Exciting, clever, often laugh-out-loud funny, and ultimately moving, “As I Have Always Been” was a superlative episode of the show, expertly doing everything the series has struggled a bit to get right in this freewheeling final season. At this point, the time loop premise is practically an old-fashioned conceit, but to quote Phil Coulson from once long ago, when telling another hero why something was important: “People might just need a little old-fashioned.”

Stray observations

  • So many good deadpan lines between Coulson and Daisy here. To wit: On trying to just tell Enoch about the irony of the implant situation: “He did not see the irony in it.” “He did not.”
  • Technically, Jemma didn’t make up the word “Phlebotinum”: It’s a term meaning an impossible or imaginary device in fiction used to move the plot along. She may as well have said “time drive.” Still, the command was to make up a word, Simmons, come on, now.

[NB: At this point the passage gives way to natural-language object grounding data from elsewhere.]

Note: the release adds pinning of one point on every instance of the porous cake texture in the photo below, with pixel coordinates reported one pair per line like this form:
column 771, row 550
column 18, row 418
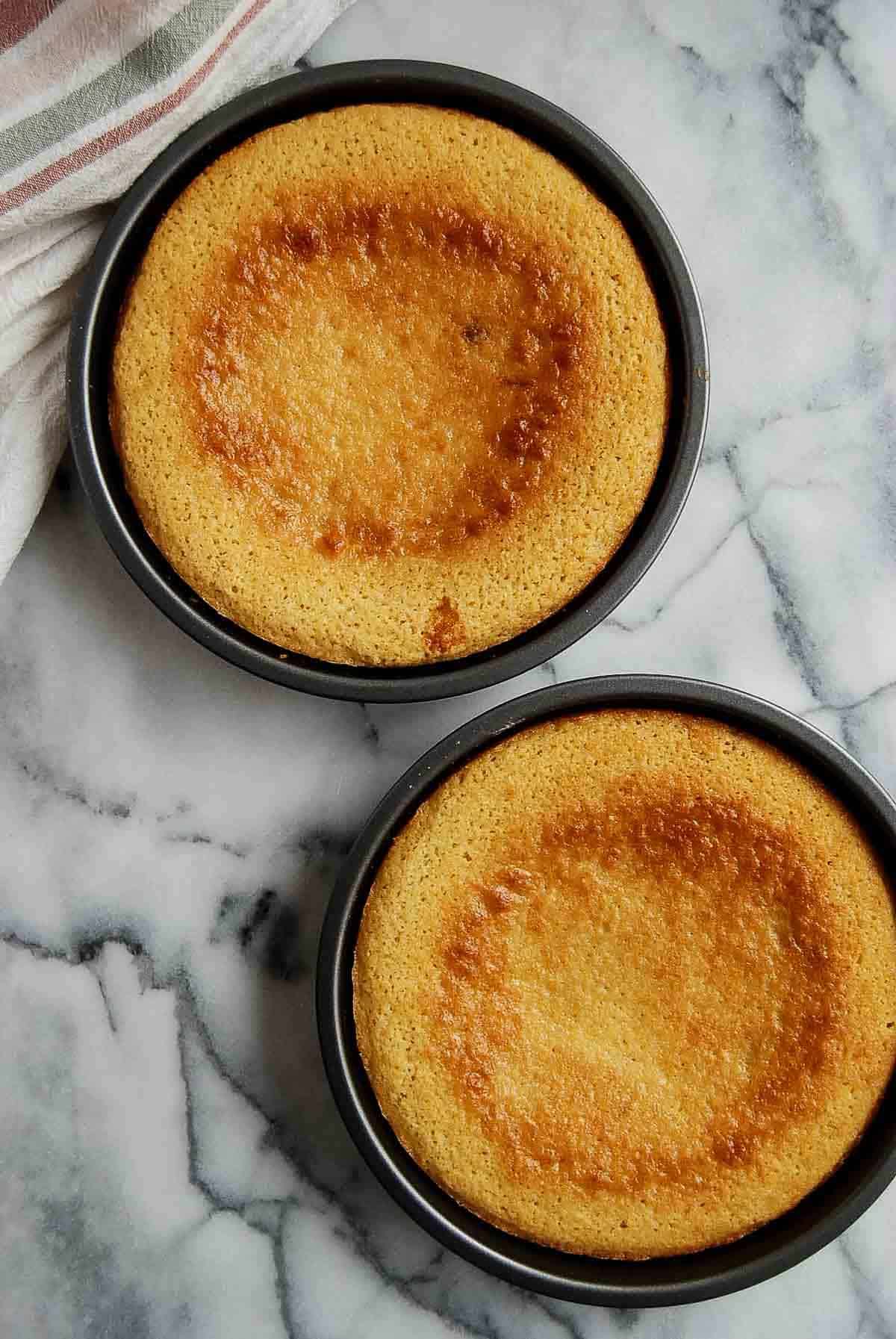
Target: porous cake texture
column 390, row 385
column 626, row 983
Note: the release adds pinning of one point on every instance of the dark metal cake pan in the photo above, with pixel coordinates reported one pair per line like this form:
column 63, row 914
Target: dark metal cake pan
column 125, row 240
column 614, row 1283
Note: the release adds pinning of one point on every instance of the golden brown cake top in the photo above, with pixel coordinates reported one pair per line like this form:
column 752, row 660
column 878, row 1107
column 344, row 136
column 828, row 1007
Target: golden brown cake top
column 390, row 385
column 627, row 983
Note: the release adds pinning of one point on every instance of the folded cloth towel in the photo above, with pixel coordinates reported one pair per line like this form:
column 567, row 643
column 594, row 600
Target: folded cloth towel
column 90, row 91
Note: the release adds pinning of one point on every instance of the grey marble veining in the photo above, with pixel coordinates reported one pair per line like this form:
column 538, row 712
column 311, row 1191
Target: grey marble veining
column 172, row 1160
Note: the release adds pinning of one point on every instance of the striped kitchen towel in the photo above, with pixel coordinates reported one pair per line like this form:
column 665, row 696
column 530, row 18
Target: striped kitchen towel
column 90, row 91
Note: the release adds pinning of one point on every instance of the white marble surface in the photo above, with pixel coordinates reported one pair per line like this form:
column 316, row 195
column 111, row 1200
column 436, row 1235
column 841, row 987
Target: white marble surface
column 170, row 1158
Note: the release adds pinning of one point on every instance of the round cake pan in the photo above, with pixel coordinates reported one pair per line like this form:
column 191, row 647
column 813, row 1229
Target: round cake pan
column 125, row 240
column 612, row 1283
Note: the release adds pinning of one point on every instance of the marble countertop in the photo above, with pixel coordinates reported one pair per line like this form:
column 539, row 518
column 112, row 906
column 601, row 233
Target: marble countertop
column 170, row 827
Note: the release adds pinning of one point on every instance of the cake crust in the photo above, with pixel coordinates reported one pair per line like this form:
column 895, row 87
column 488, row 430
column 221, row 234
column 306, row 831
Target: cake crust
column 626, row 983
column 390, row 385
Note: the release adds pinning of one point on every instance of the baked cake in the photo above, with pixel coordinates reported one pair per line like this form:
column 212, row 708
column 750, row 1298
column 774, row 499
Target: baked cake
column 390, row 385
column 626, row 983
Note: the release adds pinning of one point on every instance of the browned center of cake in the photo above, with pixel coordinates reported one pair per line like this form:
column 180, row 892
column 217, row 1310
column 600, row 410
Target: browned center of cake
column 612, row 1087
column 626, row 983
column 441, row 352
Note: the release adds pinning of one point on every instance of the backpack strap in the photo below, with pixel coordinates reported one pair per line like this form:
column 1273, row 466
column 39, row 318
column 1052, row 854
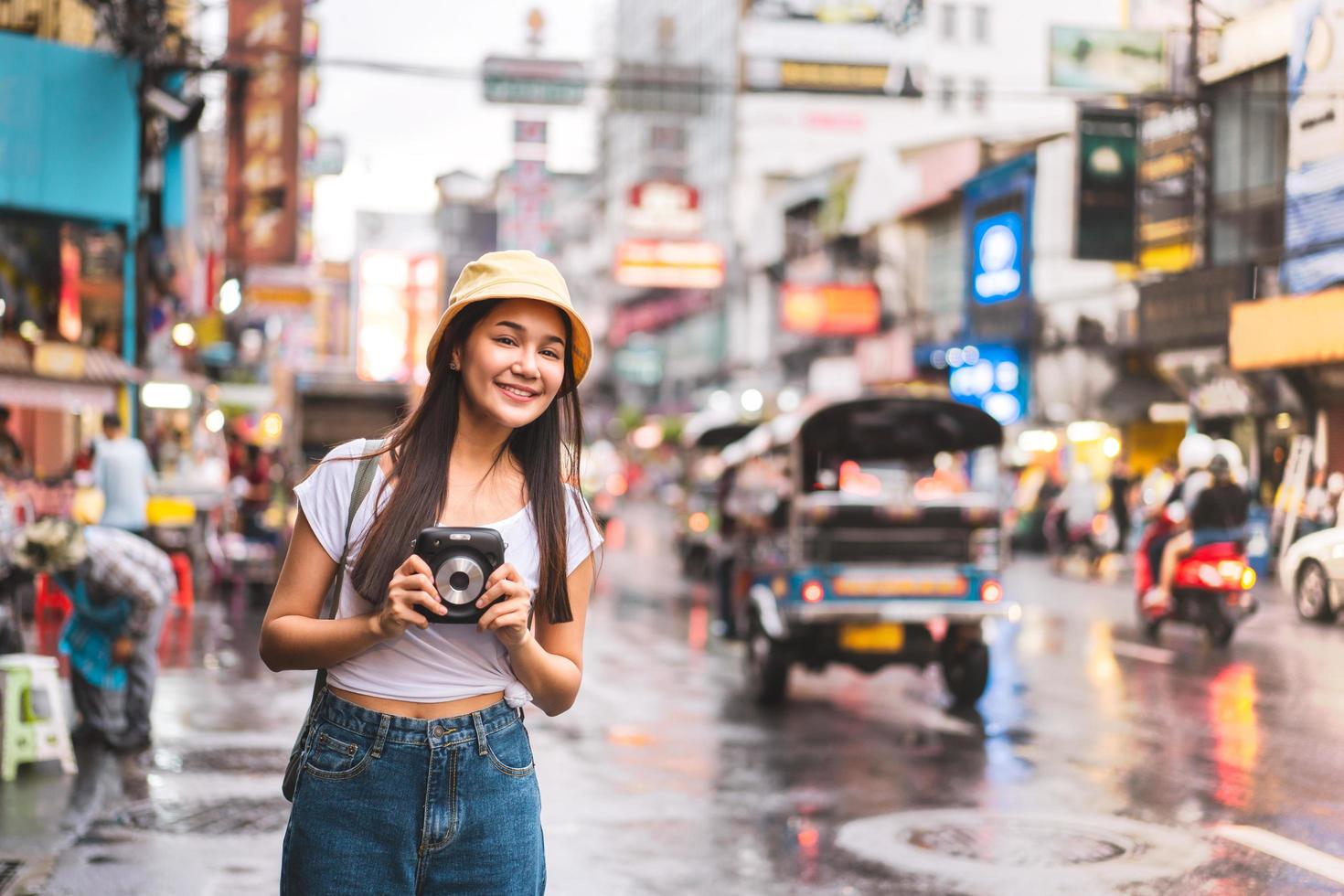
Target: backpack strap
column 363, row 480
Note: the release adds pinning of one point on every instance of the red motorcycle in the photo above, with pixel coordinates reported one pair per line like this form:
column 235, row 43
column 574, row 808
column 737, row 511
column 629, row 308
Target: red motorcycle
column 1211, row 589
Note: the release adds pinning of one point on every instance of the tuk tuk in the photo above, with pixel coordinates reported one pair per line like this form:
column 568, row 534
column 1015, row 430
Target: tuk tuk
column 887, row 547
column 698, row 540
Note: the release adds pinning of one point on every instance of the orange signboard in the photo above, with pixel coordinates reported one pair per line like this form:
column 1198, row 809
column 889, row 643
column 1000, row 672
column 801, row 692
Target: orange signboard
column 669, row 263
column 1287, row 331
column 262, row 179
column 831, row 309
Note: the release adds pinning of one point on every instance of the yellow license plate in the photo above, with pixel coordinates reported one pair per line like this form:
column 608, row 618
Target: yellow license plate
column 886, row 637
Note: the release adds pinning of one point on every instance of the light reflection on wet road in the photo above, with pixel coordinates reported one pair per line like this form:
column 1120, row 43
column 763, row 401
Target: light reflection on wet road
column 1083, row 718
column 666, row 779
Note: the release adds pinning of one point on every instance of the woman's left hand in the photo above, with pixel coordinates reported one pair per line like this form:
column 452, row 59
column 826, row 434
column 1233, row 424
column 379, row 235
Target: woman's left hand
column 509, row 607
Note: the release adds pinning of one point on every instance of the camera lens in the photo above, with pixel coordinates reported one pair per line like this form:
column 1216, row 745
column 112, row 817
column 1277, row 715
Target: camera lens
column 460, row 579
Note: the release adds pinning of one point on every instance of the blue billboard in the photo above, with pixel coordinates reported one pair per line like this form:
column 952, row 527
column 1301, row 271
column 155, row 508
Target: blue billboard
column 989, row 377
column 1313, row 189
column 997, row 272
column 69, row 131
column 997, row 209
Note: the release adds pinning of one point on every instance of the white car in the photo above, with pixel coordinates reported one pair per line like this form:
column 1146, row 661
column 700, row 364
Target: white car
column 1313, row 574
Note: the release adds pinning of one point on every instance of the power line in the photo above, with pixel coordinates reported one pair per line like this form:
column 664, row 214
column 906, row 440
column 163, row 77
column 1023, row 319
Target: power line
column 235, row 59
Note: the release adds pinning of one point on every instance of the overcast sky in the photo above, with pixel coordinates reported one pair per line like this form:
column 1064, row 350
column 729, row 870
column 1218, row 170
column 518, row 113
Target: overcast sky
column 402, row 131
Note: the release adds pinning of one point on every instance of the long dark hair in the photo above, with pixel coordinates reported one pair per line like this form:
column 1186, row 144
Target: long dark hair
column 548, row 449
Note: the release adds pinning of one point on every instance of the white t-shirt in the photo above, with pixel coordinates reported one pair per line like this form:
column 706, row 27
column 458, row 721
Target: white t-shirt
column 123, row 472
column 445, row 661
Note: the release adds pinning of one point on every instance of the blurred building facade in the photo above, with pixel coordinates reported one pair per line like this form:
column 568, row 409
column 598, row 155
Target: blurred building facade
column 667, row 165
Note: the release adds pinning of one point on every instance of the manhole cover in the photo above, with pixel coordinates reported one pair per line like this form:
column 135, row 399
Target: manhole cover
column 1023, row 845
column 1032, row 850
column 8, row 870
column 254, row 761
column 234, row 816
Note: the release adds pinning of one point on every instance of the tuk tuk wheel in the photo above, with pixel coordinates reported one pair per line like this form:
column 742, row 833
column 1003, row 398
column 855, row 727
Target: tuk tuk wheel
column 1149, row 627
column 768, row 669
column 1313, row 594
column 965, row 667
column 1218, row 626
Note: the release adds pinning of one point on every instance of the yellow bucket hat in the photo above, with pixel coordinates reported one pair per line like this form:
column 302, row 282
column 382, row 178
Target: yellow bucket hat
column 515, row 272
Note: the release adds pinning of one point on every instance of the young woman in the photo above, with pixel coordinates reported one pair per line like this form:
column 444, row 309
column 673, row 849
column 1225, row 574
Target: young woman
column 418, row 774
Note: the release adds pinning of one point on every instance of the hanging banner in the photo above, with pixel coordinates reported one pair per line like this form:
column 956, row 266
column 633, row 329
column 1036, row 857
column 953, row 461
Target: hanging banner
column 262, row 179
column 1167, row 179
column 1108, row 148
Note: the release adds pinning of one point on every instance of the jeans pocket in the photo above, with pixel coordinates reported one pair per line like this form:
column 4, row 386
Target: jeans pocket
column 511, row 752
column 336, row 753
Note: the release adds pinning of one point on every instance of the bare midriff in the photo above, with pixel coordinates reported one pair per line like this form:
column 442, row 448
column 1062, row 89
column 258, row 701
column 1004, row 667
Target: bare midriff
column 411, row 709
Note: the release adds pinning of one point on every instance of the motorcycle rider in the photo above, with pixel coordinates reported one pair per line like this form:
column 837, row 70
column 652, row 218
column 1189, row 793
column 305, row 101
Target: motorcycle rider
column 1220, row 515
column 1194, row 454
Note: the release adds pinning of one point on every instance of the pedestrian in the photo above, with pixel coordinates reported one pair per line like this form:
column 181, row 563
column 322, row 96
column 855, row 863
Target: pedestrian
column 11, row 453
column 1121, row 485
column 257, row 496
column 123, row 472
column 120, row 587
column 417, row 772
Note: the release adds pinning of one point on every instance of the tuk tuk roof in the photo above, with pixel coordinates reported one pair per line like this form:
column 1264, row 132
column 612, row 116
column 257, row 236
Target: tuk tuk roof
column 717, row 435
column 897, row 427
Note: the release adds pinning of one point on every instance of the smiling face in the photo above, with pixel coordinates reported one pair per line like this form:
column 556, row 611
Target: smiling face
column 514, row 361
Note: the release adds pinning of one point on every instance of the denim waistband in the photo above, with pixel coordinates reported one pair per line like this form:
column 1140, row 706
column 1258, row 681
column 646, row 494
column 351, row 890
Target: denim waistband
column 433, row 732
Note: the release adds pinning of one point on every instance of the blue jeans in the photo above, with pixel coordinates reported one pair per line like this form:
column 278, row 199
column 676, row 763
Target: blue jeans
column 394, row 805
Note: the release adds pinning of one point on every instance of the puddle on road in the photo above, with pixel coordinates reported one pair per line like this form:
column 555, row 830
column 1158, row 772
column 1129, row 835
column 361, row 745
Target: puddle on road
column 1024, row 852
column 249, row 761
column 233, row 816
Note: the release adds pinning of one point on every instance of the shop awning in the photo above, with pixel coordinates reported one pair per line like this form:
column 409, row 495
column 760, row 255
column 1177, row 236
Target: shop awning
column 59, row 377
column 53, row 395
column 1290, row 331
column 66, row 363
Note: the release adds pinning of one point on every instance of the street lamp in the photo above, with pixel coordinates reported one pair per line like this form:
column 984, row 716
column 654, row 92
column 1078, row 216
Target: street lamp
column 230, row 295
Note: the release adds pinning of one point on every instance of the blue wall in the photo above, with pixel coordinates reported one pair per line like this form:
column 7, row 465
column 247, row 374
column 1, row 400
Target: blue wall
column 69, row 131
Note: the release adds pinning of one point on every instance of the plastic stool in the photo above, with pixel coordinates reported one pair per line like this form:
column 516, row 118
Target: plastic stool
column 33, row 726
column 186, row 595
column 48, row 600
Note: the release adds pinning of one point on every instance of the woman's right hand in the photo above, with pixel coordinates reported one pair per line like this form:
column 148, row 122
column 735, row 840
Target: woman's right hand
column 411, row 586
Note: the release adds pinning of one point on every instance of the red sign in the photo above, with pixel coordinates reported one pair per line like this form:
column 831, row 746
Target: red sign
column 655, row 314
column 664, row 208
column 262, row 182
column 831, row 309
column 669, row 263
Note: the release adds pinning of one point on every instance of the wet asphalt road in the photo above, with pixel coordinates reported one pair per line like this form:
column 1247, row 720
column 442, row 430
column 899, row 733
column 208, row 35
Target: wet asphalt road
column 1095, row 763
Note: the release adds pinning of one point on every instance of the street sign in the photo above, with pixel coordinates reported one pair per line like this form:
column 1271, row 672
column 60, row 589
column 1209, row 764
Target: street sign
column 549, row 82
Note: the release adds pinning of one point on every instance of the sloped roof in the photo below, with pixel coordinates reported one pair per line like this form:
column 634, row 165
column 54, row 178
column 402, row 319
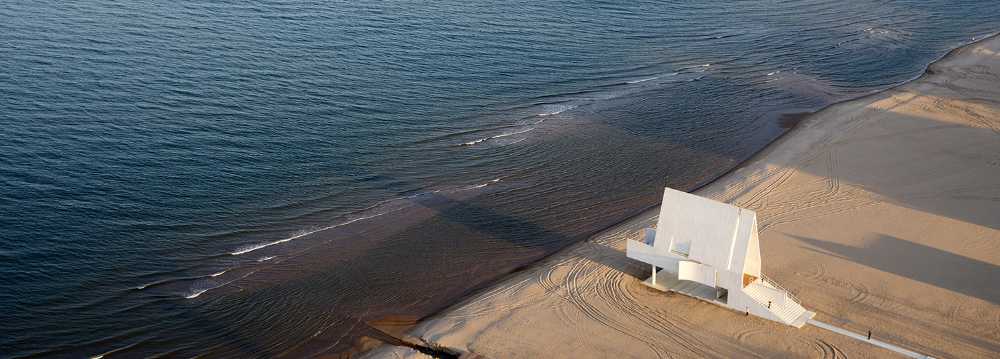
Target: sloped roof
column 704, row 230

  • Jemma’s reaction to Daisy telling her that she’s stuck in a time loop: “Oh, well, that’s fun!”
  • Coulson is a little miffed that Daisy dared to raise a millennial eyebrow at his “record skipping” comparison. “Vinyl is back!”
  • May looking worried is still so unsettling.
  • Okay, let’s just bite the bullet and say it: Fitz is already dead, isn’t he? Jemma bursting into tears when her memory was restored seemed a little too intense to be anything else. She didn’t block the memories of him to prevent the Chronicoms from finding him; she did it just so she could function in order to complete the mission. Dammit.
  • …I mean, I hope I’m wrong about that, it’d be a real bummer of an ending to that character, that story, and that emotional investment. But I don’t think I am.